June 1st, 2007 — books, publishing
At the trade show Book Expo 2007, Mike Shatzkin told publishers that books are exploding, that their world is gone, and that they had better get cracking:
This speech is called “The End of General Trade Publishing Houses: Death or Rebirth in a Niche-by-Niche World.”
We are not saying that general trade bookstores will disappear,
although we think there will be fewer of them and the consolidation in that sector will continue.
We are not saying that everybody will read on screens and paper books will disappear, although we already know that certain kinds of information formerly best housed in books is now better delivered through electronic media.

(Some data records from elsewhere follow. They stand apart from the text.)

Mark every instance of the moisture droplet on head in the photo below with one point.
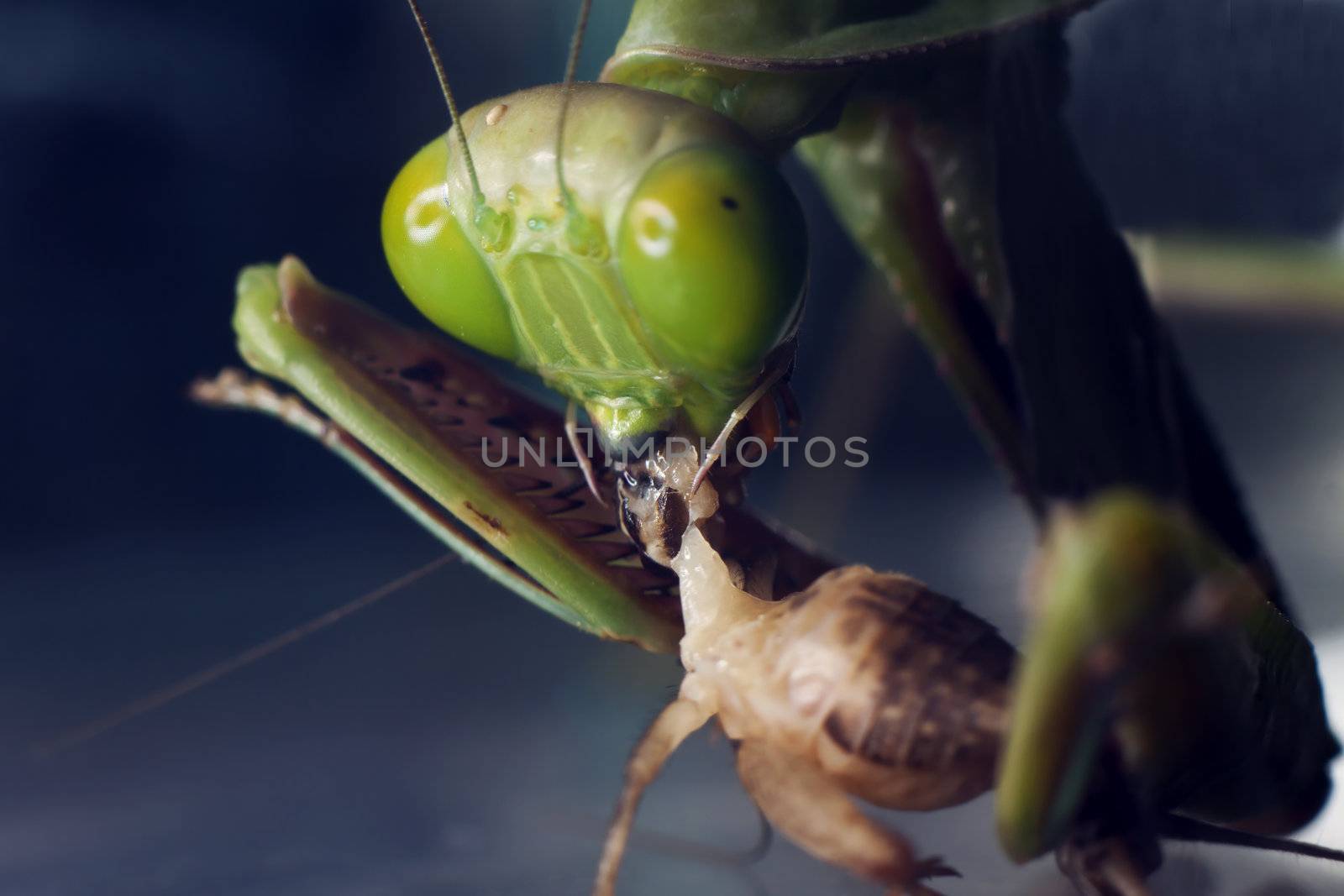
(495, 228)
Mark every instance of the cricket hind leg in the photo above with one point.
(820, 817)
(674, 725)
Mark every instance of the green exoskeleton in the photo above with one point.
(638, 251)
(633, 244)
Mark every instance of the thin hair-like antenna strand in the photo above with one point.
(214, 673)
(566, 89)
(448, 97)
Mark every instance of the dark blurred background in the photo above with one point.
(454, 739)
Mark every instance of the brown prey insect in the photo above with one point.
(864, 684)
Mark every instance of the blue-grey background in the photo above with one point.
(454, 741)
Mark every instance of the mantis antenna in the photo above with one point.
(566, 89)
(448, 97)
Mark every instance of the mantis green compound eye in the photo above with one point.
(712, 251)
(434, 262)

We are not saying that novels will be replaced by multi-media interactive adventures, although we think those will continue to grow and thrive. They are more likely to cut into movies and today’s games than they are into books.
And we are definitely not saying that long form reading is doomed over the next two decades, although we don’t think anybody really knows how much it will be reduced by changes in attention spans and information absorption habits of the
generations that are kids today and those that will follow them.
We don’t see any indications that long form reading will increase, but, given the unpredictable ways that change works on the human psyche, we wouldn’t rule it out.
But we are definitely saying that every general trade publisher of 2007 must have a plan to change over the next decade or two if they want to survive.
As Jeff Jarvis, among others, has been saying (shouting about!) for years, the revolution in books, as in other media, is being driven by the people formerly known as the audience: consumers who want to use all cultural products in their own way, on their own time schedule, and on (multiple) devices of their own choosing.
Shatzkin sketches out how the process will work for books—the imprimatur of a Publishers Weekly or a New York Times Book Review will no longer be meaningful, because publishers will be selling to “communities of the interested”:
While the engineers will be building storage capacity and bandwidth faster than we can create intellectual property, our audiences are going to be organizing what we do create, and organizing themselves to discuss it, add to it, and mash it up in various ways. That’s the other thing that we can already see that is a critical change dynamic challenging general trade publishing: people moving from the
horizontal media we’ve always known to niche communities of the interested.
Then he gets a little utopian about the far-reaching implications of the information revolution:
Every obsession, no matter what it is, will be ultimately indulged. All of the books and movies and songs and more– many articles from periodicals and journals and people’s private notes and amateur and professional commentary on all of the above — will have been sorted through, or will be being sorted through
by the community. It will be gathered, rated, graded and hyperlinked. And it will all exist in such a way so that your own observations and insights can become part of the wealth of knowledge anytime you want them to be.
Getting back to reality, Shatzkin also gets to the heart of the issue—how publishers can serve the niches: through the credibility of their brands:
All of this has profound implications for “brand”. Credibility is
a critical component of brand. In a niched world, credibility, and therefore brand, will move to an increasingly granular level.
There are people trusted in the left- and rightwing blogosphere that aren’t at all known in the mainstream media. That’s true for every subject. We’re close to a tipping point, or maybe we’re past it — nichiest subjects first — where web-based branding will have more credibility than print, because print, needing more horizontal reach to be viable, won’t deliver the attention of the real experts and megaphones in each field.
Got that? Web-based branding will have more credibility than print.
I’m on board. Can I see a show of hands of others who get this? And will they please identify themselves so that we can work toward this brave new world together?
I’ll be waiting. You know where to find me.